(P1) Les géants financiers Charles Schwab et Citadel Securities envisagent une entrée dans le secteur en plein essor des marchés de prédiction, une initiative qui pourrait généraliser un marché ayant enregistré un volume mensuel record de 23,6 milliards de dollars en mars.
(P2) « Je pense qu'à un moment donné, nous aurons probablement des marchés de prédiction », a déclaré Rick Wurster, PDG de Charles Schwab, lors d'un appel aux investisseurs jeudi, ajoutant qu'il serait « assez simple pour nous de les proposer ».

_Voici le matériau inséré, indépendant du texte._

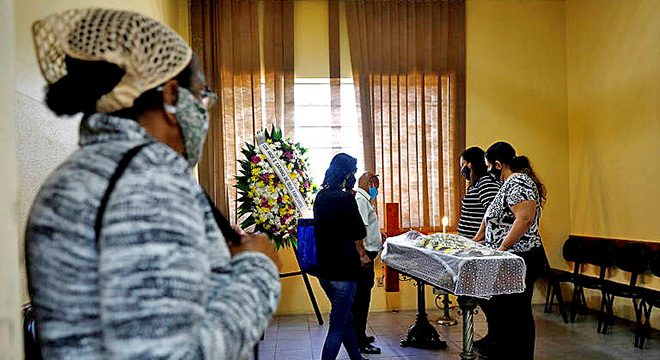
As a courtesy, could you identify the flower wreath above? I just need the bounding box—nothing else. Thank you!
[236,126,317,249]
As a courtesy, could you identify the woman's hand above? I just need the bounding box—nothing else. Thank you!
[229,230,281,269]
[472,218,486,245]
[498,200,536,251]
[360,254,372,267]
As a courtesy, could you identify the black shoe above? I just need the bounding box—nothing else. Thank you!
[360,345,380,354]
[474,335,493,349]
[474,335,493,359]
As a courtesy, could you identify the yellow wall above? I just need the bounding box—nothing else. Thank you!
[279,0,569,313]
[566,0,660,327]
[466,0,569,276]
[0,0,23,360]
[14,0,189,301]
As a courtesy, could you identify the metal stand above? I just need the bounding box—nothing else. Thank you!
[435,289,458,326]
[280,251,323,325]
[458,296,477,360]
[401,280,447,350]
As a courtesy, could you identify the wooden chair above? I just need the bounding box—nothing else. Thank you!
[545,237,587,324]
[601,243,652,347]
[636,250,660,348]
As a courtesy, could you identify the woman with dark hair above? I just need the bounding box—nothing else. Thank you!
[314,153,371,360]
[25,9,280,360]
[458,146,502,349]
[474,142,547,359]
[458,146,502,239]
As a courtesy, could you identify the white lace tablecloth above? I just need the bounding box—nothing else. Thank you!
[381,231,525,299]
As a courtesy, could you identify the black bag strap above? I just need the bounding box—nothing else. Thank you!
[94,142,153,249]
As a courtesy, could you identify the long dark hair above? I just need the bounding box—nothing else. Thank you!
[46,56,199,119]
[321,153,357,191]
[461,146,488,184]
[486,141,547,205]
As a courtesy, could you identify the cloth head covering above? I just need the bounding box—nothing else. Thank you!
[32,8,192,113]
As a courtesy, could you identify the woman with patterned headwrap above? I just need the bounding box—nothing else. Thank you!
[26,9,280,360]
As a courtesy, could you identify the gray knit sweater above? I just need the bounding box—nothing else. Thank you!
[26,114,280,360]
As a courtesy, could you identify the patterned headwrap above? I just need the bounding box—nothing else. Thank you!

(P3) De son côté, Citadel Securities « suit de très près l'évolution de la situation », a déclaré le président Jim Esposito lors d'une conférence distincte. Alors que l'offre potentielle de Schwab se concentrerait sur la constitution d'un patrimoine à long terme, Citadel voit un cas d'utilisation pour les clients souhaitant couvrir les risques de leur portefeuille liés à des événements tels que les élections.
(P4) L'entrée potentielle de deux des plus grands acteurs de Wall Street pourrait légitimer cette industrie en croissance rapide, actuellement dominée par des plateformes comme Kalshi et Polymarket, et attirer une vague de capitaux institutionnels, malgré des questions réglementaires persistantes.
Les deux dirigeants ont tracé une ligne claire, affirmant que leurs entreprises ne s'engageraient pas sur des marchés liés au sport, à la culture pop ou à d'autres domaines ressemblant à des jeux de hasard. Wurster a noté que si ses clients n'ont pas encore montré un « intérêt considérable », toute offre de Schwab s'alignerait sur sa mission de constitution d'un patrimoine à long terme. « Si vous regardez les statistiques sur le succès des parieurs, elles ne sont pas solides, et les gens perdent généralement de l'argent », a-t-il déclaré.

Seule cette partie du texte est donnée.